Franciscan Spirit Blog

Notes from a Friar: Sharing Our Charism

Franciscans all over the world continue to celebrate the “Grace of Our Origins.” St. Francis of Assisi received papal approval in 1209 for this way of living the gospel. Years ago, during our 800th anniversary year, Franciscans actively worked to recapture the grace that moved powerfully within Francis.

In this season of gratitude, we recommit ourselves to working with the amazing grace that moved in Francis. The Franciscan charism is so rich that no one group captures it all. 

The Franciscan family is made up of many different groups. (We joke that one of the things that God does not know is how many different kinds of Franciscans there are!) We are Friars Minor, Conventuals, Capuchins, Poor Clares, Secular Franciscans, Third Order men and women religious. And there are many people who are not officially Franciscan but who love Francis and live in his spirit.

The Franciscan life is not something that one person can do alone; it is about being in relationship, being a brother or sister, all because of the gospel!

As St. Paul says, we are in “partnership for the gospel” (verse 5). At the core of the charism, for all of us, is a sense of fraternity, a sense of being related to and connected with everyone and everything. In his Canticle of the Creatures, Francis celebrates that:

The sun is our brother; the moon is our sister; even death is a sister! In an early Franciscan writing, Francis was asked to describe the “perfect friar.” He couldn’t do it. No one friar had all the gifts; the perfect friar was a combination of the love of poverty of Bernard, the simplicity of Leo, the prayer of Rufino, the patience of Juniper and so on.
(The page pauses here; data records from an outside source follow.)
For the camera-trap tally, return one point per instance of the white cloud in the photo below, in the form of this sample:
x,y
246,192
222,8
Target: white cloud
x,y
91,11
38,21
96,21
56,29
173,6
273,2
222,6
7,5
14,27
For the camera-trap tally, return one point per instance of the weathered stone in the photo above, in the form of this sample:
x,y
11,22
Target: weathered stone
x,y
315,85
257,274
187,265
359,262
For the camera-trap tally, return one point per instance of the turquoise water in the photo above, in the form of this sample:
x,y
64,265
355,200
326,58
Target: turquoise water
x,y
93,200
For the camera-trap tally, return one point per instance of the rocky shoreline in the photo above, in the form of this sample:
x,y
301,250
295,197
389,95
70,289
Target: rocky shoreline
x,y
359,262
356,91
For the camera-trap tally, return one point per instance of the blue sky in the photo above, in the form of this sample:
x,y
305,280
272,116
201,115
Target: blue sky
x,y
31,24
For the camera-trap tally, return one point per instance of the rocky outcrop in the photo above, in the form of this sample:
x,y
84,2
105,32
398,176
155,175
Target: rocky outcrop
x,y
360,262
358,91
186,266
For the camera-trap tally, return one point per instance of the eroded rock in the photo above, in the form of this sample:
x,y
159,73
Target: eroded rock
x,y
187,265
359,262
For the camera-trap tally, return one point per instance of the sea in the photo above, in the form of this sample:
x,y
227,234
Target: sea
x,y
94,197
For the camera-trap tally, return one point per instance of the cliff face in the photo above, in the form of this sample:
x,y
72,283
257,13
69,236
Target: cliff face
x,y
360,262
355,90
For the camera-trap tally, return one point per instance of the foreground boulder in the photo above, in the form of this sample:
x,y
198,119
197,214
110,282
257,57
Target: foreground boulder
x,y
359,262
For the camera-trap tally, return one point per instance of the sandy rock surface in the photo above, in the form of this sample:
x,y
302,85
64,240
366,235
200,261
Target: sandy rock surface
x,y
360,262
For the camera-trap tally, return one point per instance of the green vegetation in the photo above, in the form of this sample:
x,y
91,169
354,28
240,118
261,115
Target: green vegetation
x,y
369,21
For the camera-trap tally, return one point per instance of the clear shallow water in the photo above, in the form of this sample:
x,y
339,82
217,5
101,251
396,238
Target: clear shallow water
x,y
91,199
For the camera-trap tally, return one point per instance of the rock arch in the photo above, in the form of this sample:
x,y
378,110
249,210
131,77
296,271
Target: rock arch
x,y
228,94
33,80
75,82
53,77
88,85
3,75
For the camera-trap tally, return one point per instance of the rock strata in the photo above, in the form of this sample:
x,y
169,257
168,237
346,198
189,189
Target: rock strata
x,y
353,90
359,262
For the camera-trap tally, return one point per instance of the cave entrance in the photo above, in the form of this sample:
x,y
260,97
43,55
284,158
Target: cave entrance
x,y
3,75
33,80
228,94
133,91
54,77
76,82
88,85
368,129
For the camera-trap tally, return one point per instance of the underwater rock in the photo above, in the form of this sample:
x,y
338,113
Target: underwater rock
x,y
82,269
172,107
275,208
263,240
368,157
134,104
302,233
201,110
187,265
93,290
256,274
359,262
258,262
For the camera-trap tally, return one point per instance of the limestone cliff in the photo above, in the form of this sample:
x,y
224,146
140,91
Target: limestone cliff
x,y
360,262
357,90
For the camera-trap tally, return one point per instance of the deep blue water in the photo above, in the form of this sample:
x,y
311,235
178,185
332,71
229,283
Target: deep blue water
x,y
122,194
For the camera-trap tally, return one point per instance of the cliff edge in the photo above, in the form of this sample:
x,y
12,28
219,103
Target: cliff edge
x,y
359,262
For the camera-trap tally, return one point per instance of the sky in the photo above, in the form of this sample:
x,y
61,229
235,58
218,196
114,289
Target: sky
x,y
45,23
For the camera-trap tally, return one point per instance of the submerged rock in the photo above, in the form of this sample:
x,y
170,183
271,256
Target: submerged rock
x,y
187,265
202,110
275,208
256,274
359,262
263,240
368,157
It was not just one brother alone; it takes a community, with each sharing himself and his gifts, and sharing life together. And that makes us very grateful people!

Friar Roger Lopez comments on what the future of religious orders and religious life in America will be, especially for Franciscans, the Order of Friars Minor.

St. Paul had the same sense of connection as Francis did. And it is something for which Paul was immensely grateful. It isn’t simply all about him and what he did, all by himself.

At the beginning of the Letter to the Philippians (1:3-11), Paul expresses profound gratitude to God for those with whom he shared a “partnership for the gospel” (verse 5). Writing from prison, he prays for his friends and co-workers.

Remembering them and all that they shared in proclaiming the gospel brings Paul a deep joy. He senses that these brothers and sisters have been “partners with [him] in grace” (verse 7).

Thus, Paul prays that the Philippians may learn to discern what is of real value (verse 10), namely, that their love, that sense of working together to spread the Good News of Jesus Christ, may continue to grow in them. I was recently at a meeting of friars who are the local ministers in our various communities, and this passage was the reading for the daily Eucharist. I had the privilege of preaching.

I acknowledged the various gifts I had experienced during the meeting: the courage of Robert, the vulnerability of Jerry, the creativity of Don, the wisdom of Nick. I was proud, and grateful, to be partnered with these men, for the sake of the gospel.

This is not just a Franciscan thing; it is a gospel thing! We are all partners in grace, partners for the gospel. For this, we should be grateful!